Love-a-duck this Valentine's Day
At this time of year, things are touch and go in my summer garden, which is keeping me excited.
I'm determined that this year I might get it right. Sadly, I get little right the first year. One of the plants I have issues with is the grapevine. The first time I put one in I took it under advisement to plant an ‘Albany Surprise', assured that I couldn't kill it. The surprise was that six months later it was dead.
Next was a grapevine in a pot as suggested by Bob Flowerdew's book The Gourmet Gardener. Good, but the harvest was meager. Last year, still in its pot, the crop looked better but was aced by a rogue chook. This year, finally planted, the leader taking off along the back wall, grapes hung heavy at holiday time. I planned my Valentines Day dinner accordingly.
Knowing my vine should be lovely and ripe, in advance, using store-bought grapes, I wrote, tested, photographed and enjoyed this recipe for two. It is a sophisticated meal; the duck is rich and the grapes are sweet.
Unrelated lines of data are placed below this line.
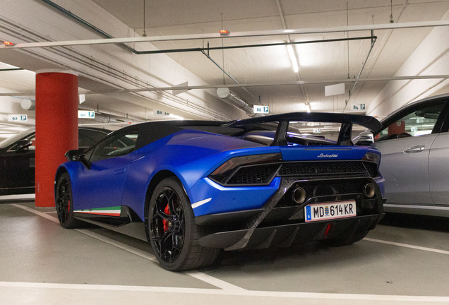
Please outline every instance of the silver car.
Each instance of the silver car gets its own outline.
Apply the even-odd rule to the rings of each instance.
[[[449,95],[411,103],[382,121],[385,212],[449,217]]]

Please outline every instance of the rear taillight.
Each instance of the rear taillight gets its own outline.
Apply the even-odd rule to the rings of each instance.
[[[215,169],[209,177],[220,184],[226,184],[239,168],[275,163],[282,160],[280,153],[251,155],[235,157],[226,161]],[[277,167],[276,167],[277,168]]]

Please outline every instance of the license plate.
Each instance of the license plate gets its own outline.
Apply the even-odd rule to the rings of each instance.
[[[357,216],[355,201],[309,205],[304,208],[306,222]]]

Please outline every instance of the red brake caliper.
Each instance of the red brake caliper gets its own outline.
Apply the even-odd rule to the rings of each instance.
[[[170,209],[168,206],[168,205],[167,205],[167,206],[165,207],[165,209],[164,209],[164,213],[167,215],[170,215]],[[162,220],[162,225],[164,225],[164,233],[165,233],[166,232],[168,231],[168,221],[165,220]]]

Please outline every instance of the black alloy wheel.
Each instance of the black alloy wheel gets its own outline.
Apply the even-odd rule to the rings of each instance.
[[[66,229],[78,227],[79,222],[73,217],[72,188],[68,173],[64,173],[58,179],[55,195],[56,213],[61,225]]]
[[[179,271],[210,265],[219,249],[200,246],[201,228],[195,225],[190,201],[174,177],[162,180],[151,196],[148,227],[151,246],[165,269]]]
As a self-saucing recipe, it hits the mark for my husband who loves all meals that come with gravy.
There is no need for fussing with the rest of the meal as the braise has so much flavour. A polenta quickly made or mashed potatoes and a few green beans all easily thrown together. It's also one of those excellent dishes that can be prepared in advance and thrown in the oven at the last minute. Alas my plan had a flaw. Yesterday, I fought a bird for the final grape, the rest devoured, grape-bunch skeletons the only evidence of their former success.
Perhaps this error is fitting for Valentines Day. The explanation espoused by Wikipedia is that the day was invented by the medieval poet Chaucer in his epic poem The Parliament of Fowls.
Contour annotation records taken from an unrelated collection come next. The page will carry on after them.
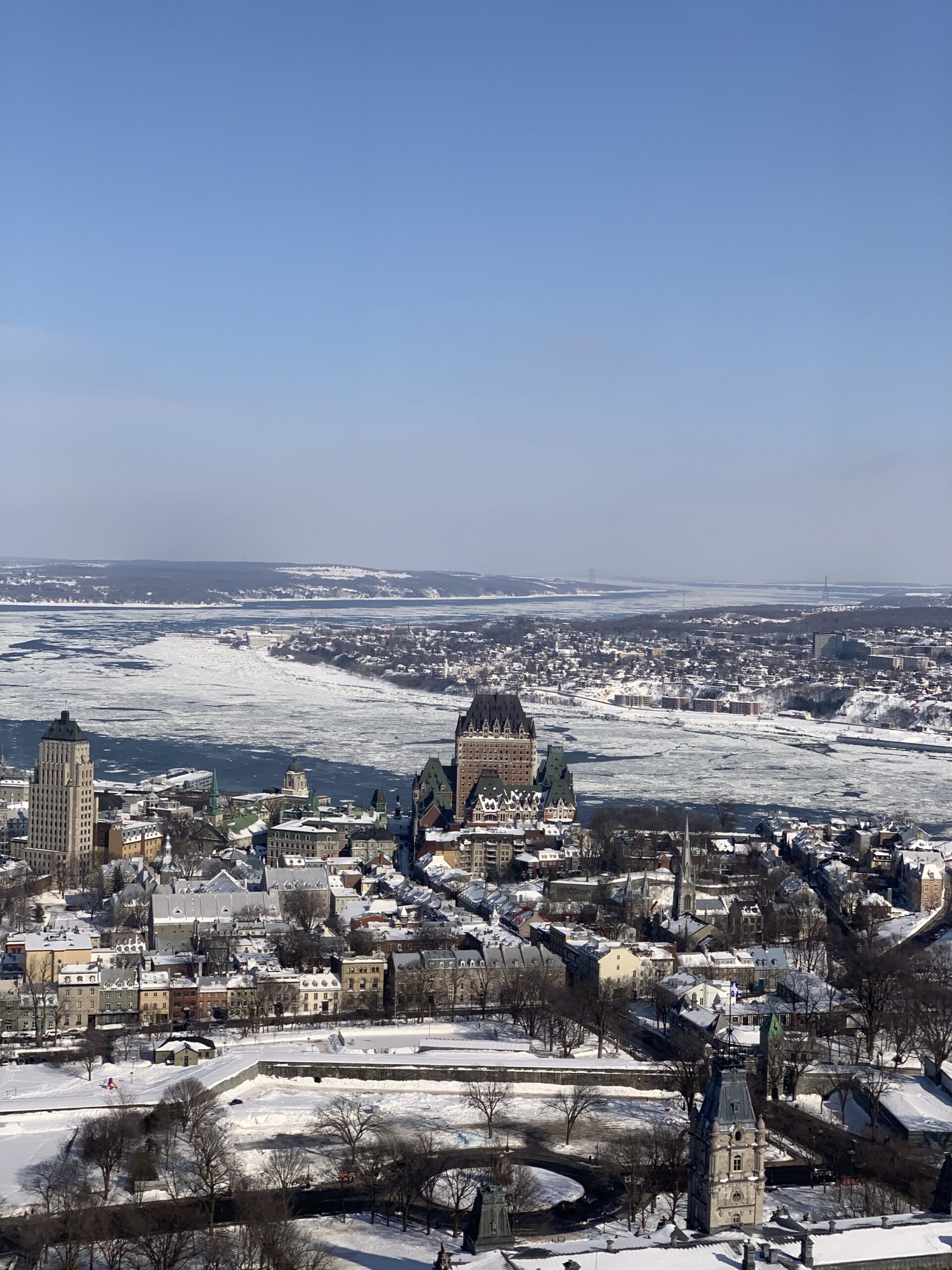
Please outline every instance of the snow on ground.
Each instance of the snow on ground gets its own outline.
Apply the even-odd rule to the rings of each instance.
[[[819,1095],[817,1095],[819,1096]],[[835,1120],[836,1124],[843,1124],[843,1114],[845,1113],[845,1128],[850,1133],[856,1133],[858,1137],[866,1137],[869,1129],[869,1116],[863,1111],[858,1102],[854,1101],[853,1095],[847,1099],[845,1106],[840,1106],[840,1101],[835,1093],[831,1093],[824,1102],[825,1119]]]
[[[69,1111],[0,1120],[0,1209],[25,1208],[37,1203],[23,1185],[30,1165],[55,1156],[72,1137],[76,1115]]]
[[[77,1064],[32,1064],[0,1067],[0,1195],[9,1204],[27,1203],[22,1191],[20,1170],[34,1158],[52,1154],[69,1134],[81,1123],[85,1114],[116,1105],[122,1097],[131,1105],[149,1106],[185,1077],[197,1077],[215,1088],[241,1073],[254,1063],[301,1062],[321,1053],[330,1058],[330,1038],[341,1036],[344,1045],[336,1062],[359,1062],[378,1066],[385,1074],[387,1064],[429,1064],[452,1067],[458,1080],[380,1080],[367,1081],[345,1077],[324,1077],[315,1083],[311,1077],[282,1078],[258,1076],[253,1072],[221,1095],[222,1118],[231,1126],[235,1144],[245,1157],[245,1167],[254,1172],[264,1163],[268,1151],[294,1143],[307,1151],[319,1173],[325,1149],[316,1132],[320,1111],[330,1100],[341,1093],[359,1093],[364,1105],[380,1111],[387,1132],[411,1135],[433,1133],[443,1147],[467,1148],[486,1143],[485,1126],[480,1115],[465,1101],[466,1082],[471,1078],[468,1064],[473,1052],[466,1049],[467,1040],[486,1038],[498,1033],[501,1043],[515,1029],[505,1024],[482,1024],[476,1020],[439,1024],[407,1024],[383,1027],[348,1027],[345,1031],[308,1029],[307,1035],[288,1039],[288,1033],[275,1033],[269,1038],[230,1036],[223,1050],[198,1067],[183,1069],[156,1066],[145,1060],[108,1063],[95,1068],[93,1080]],[[458,1050],[415,1053],[428,1036],[439,1035],[459,1044]],[[513,1086],[509,1102],[498,1116],[496,1134],[509,1146],[523,1146],[527,1128],[542,1133],[553,1142],[561,1140],[564,1120],[555,1106],[556,1087],[546,1083],[547,1069],[565,1069],[578,1064],[578,1059],[559,1059],[550,1055],[526,1053],[479,1052],[485,1059],[519,1063],[531,1067],[534,1080]],[[597,1060],[581,1059],[586,1067]],[[631,1064],[630,1059],[605,1057],[602,1066],[616,1068]],[[635,1064],[632,1064],[635,1066]],[[112,1080],[116,1092],[108,1088]],[[677,1100],[665,1091],[636,1091],[603,1086],[598,1115],[583,1118],[572,1137],[572,1151],[594,1153],[605,1130],[616,1130],[632,1124],[684,1121]],[[232,1105],[232,1102],[235,1105]],[[18,1149],[4,1151],[17,1139]],[[23,1144],[23,1151],[20,1146]],[[562,1196],[560,1196],[562,1198]]]
[[[899,917],[891,917],[889,921],[883,922],[882,926],[877,928],[877,935],[881,940],[889,940],[891,944],[901,944],[904,940],[911,939],[916,931],[920,931],[923,926],[933,919],[934,912],[925,913],[901,913]]]
[[[576,1182],[571,1177],[565,1177],[562,1173],[553,1173],[551,1168],[529,1167],[529,1172],[539,1185],[538,1200],[529,1212],[542,1212],[543,1209],[553,1208],[564,1200],[581,1199],[585,1194],[585,1187],[581,1182]],[[484,1180],[484,1175],[477,1176],[477,1181]],[[452,1209],[453,1196],[449,1189],[444,1185],[443,1179],[440,1179],[437,1185],[435,1198],[439,1205]],[[472,1200],[468,1200],[467,1206],[471,1203]]]
[[[260,611],[256,620],[269,616]],[[305,613],[282,615],[284,625],[296,617]],[[44,719],[52,700],[69,697],[81,723],[105,735],[151,738],[159,730],[199,751],[204,742],[282,747],[404,773],[452,748],[461,697],[189,639],[182,631],[194,622],[174,612],[8,610],[0,652],[15,649],[15,659],[0,665],[4,714]],[[889,808],[906,805],[914,787],[918,815],[944,823],[948,814],[946,756],[836,745],[842,724],[570,700],[532,711],[542,744],[569,742],[581,752],[576,789],[589,796],[637,790],[694,801],[729,785],[737,801],[760,806]]]
[[[897,1076],[881,1105],[911,1132],[952,1133],[952,1097],[925,1076]]]
[[[225,1115],[242,1149],[268,1151],[287,1146],[291,1139],[307,1146],[317,1140],[315,1123],[320,1111],[333,1097],[352,1092],[360,1093],[363,1106],[377,1109],[387,1132],[433,1133],[440,1147],[486,1144],[484,1121],[466,1105],[463,1086],[453,1090],[442,1082],[380,1086],[367,1081],[324,1080],[315,1085],[307,1078],[258,1077],[237,1091],[241,1104],[226,1106]],[[522,1146],[527,1126],[532,1126],[533,1133],[543,1132],[560,1140],[565,1123],[552,1101],[553,1092],[551,1086],[514,1086],[512,1099],[498,1115],[495,1137],[510,1147]],[[599,1111],[578,1123],[572,1153],[588,1153],[589,1144],[603,1138],[607,1130],[660,1123],[684,1124],[684,1113],[665,1099],[605,1091]]]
Although the saint existed, in fact there is more than one St Valentine, Chaucer allegedly gave the day its romantic connotation. I can only really guess that consumerism had a part to play when chocolate hearts, roses and gifts became a part of it. It seems far from the birds gathering to choose their mates.
In search of chocolate hearts, I googled "how valentine was matyred" looking for a hint of bleeding heart. Christianity.com is unsure which St Valentine is referred to and gave no answer. Therefore I see every reason why duck with grapes should be just as suitable as chocolate hearts.
"If you fare in love as owls do in the light," whether you're up for the full seduction or sharing a meal together in front of the telly, a good duck dinner should set the tone.
DUCK AND GRAPE BRAISE
1 Tbsp grapeseed oil
2 duck legs
2 shallots, roughly chopped
carrot finely chopped
1 tsp chopped marjoram
tsp thyme leaves
1 bay leaf
1 cup black seedless grapes
salt and pepper
1 Tbsp chopped parsley
Heat the oil in a casserole. Brown the legs slowly on both sides allowing the fat to ooze out, ensure it is a lovely even brown colour as it will not brown much more in the oven. Pour off the fat (and reserve for making the best roast potatoes). Let the pan cool a little.
Cook the shallots, marjoram, thyme and carrot in the cooled pan, covered, for 10 minutes.
Add the duck, grapes, salt, pepper and water and cover again. Bake in oven for 30-35 minutes and rest the duck for 15 minutes under foil before serving.
Serve garnished with a little chopped parsley.